Zgodnie z projektem zmian, uczestnik wypadku, który pił alkohol po wypadku, ale przed dmuchnięciem w alkomat, miałby być traktowany tak samo jak nietrzeźwy uczestnik albo sprawca wypadku.

Wyrok dla sprawcy katastrofy w ruchu lądowym jest automatycznie przedłużony o połowę (czyli np. zamiast 8 lat więzienia grozi 12), jeśli taka osoba będzie pod wpływem alkoholu, środków odurzających lub ucieknie z miejsca zdarzenia.

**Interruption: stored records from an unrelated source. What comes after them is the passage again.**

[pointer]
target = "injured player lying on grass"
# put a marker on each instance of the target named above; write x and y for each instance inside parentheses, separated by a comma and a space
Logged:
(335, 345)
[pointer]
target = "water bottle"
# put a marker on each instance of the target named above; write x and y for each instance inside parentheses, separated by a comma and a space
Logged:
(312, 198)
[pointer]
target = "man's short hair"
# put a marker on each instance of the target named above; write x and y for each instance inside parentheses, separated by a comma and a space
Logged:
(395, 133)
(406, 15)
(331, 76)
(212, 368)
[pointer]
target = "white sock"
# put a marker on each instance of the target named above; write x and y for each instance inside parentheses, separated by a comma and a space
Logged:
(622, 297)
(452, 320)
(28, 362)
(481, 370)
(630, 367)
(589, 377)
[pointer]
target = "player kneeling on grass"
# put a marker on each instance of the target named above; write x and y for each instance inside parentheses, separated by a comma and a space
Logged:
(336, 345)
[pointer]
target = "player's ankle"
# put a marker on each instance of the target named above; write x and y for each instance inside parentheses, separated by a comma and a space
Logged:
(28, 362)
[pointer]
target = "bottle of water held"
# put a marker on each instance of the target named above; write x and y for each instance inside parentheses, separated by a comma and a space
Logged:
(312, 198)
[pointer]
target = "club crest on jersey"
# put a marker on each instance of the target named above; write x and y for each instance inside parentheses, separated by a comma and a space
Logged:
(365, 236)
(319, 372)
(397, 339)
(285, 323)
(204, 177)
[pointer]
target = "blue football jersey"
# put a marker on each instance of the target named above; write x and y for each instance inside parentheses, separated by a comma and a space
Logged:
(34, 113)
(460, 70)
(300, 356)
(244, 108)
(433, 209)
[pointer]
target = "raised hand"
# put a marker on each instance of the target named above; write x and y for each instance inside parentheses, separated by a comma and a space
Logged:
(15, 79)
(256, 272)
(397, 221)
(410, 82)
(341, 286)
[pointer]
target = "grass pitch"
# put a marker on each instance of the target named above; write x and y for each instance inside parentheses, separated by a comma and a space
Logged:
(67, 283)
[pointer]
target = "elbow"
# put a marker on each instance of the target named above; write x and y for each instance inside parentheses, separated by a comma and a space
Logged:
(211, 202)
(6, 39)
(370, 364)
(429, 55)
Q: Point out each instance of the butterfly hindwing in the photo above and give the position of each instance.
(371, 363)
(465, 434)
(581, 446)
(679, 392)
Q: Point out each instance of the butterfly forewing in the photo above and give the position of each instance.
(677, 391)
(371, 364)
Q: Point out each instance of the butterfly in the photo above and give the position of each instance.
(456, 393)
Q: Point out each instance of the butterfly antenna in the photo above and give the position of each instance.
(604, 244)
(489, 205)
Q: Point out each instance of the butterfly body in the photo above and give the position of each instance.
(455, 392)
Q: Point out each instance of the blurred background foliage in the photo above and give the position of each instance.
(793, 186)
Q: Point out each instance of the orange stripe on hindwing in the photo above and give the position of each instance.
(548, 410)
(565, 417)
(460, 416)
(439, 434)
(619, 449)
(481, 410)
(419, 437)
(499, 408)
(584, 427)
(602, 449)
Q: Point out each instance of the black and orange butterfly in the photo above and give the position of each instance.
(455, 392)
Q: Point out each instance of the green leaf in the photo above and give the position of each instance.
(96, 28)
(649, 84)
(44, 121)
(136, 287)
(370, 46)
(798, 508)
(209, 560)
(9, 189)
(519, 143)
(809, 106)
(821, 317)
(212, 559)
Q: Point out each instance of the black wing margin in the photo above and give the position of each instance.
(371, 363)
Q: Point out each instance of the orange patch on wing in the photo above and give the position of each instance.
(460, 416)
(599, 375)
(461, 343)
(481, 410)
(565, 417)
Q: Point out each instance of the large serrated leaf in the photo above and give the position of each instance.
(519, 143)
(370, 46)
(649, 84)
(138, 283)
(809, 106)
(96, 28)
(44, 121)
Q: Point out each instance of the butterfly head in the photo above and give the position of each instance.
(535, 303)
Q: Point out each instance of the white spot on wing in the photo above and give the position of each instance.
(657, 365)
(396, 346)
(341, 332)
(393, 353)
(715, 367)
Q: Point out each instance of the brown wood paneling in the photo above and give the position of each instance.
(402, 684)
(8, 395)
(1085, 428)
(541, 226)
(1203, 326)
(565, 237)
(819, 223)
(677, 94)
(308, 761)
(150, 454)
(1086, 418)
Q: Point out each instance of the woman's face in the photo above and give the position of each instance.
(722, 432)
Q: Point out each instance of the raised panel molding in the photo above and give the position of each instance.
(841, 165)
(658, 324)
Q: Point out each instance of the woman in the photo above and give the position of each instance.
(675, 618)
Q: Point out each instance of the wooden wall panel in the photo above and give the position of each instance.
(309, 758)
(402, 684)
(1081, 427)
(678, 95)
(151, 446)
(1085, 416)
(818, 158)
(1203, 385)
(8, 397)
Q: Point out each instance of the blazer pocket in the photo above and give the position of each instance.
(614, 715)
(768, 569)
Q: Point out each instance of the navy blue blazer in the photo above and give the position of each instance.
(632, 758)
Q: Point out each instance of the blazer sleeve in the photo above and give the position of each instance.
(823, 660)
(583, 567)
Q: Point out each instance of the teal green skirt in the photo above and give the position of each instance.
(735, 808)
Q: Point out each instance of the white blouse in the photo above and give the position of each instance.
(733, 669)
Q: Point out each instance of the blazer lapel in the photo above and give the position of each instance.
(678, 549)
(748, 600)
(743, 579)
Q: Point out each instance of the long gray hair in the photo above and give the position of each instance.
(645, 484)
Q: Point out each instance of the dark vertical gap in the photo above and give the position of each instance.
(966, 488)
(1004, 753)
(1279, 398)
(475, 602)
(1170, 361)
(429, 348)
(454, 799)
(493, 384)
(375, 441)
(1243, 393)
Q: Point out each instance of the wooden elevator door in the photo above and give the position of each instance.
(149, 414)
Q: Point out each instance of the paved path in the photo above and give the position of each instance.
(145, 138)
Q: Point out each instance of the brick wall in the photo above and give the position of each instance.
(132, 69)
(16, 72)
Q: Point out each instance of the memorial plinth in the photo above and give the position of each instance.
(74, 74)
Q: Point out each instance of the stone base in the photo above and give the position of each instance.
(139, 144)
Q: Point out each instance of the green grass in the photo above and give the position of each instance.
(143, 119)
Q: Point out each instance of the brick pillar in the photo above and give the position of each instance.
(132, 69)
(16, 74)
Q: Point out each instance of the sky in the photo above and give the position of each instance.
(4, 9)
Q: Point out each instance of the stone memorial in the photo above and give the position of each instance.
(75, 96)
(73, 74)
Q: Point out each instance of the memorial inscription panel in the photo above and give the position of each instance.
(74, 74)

Zgodnie z projektem zmian w Kodeksie Karnym, kara ma być zwiększona również wtedy, gdy sprawca nie tylko spowoduje wypadek po pijanemu albo ucieknie z jego miejsca, ale i wtedy gdy "spożywał alkohol, lub zażywał środek odurzający po zdarzeniu określonym w art. 173, lub art. 177, a przed poddaniem go przez uprawniony organ badaniu w celu ustalenia w organizmie zawartości alkoholu lub obecności środka odurzającego"

Oznacza to, że osoba, która po prowadzeniu auta w stanie nietrzeźwości, po wzięciu udziału w wypadku czy w katastrofie napije się alkoholu, zanim zostanie zbadana, utraci prawo jazdy co najmniej na 3 lata.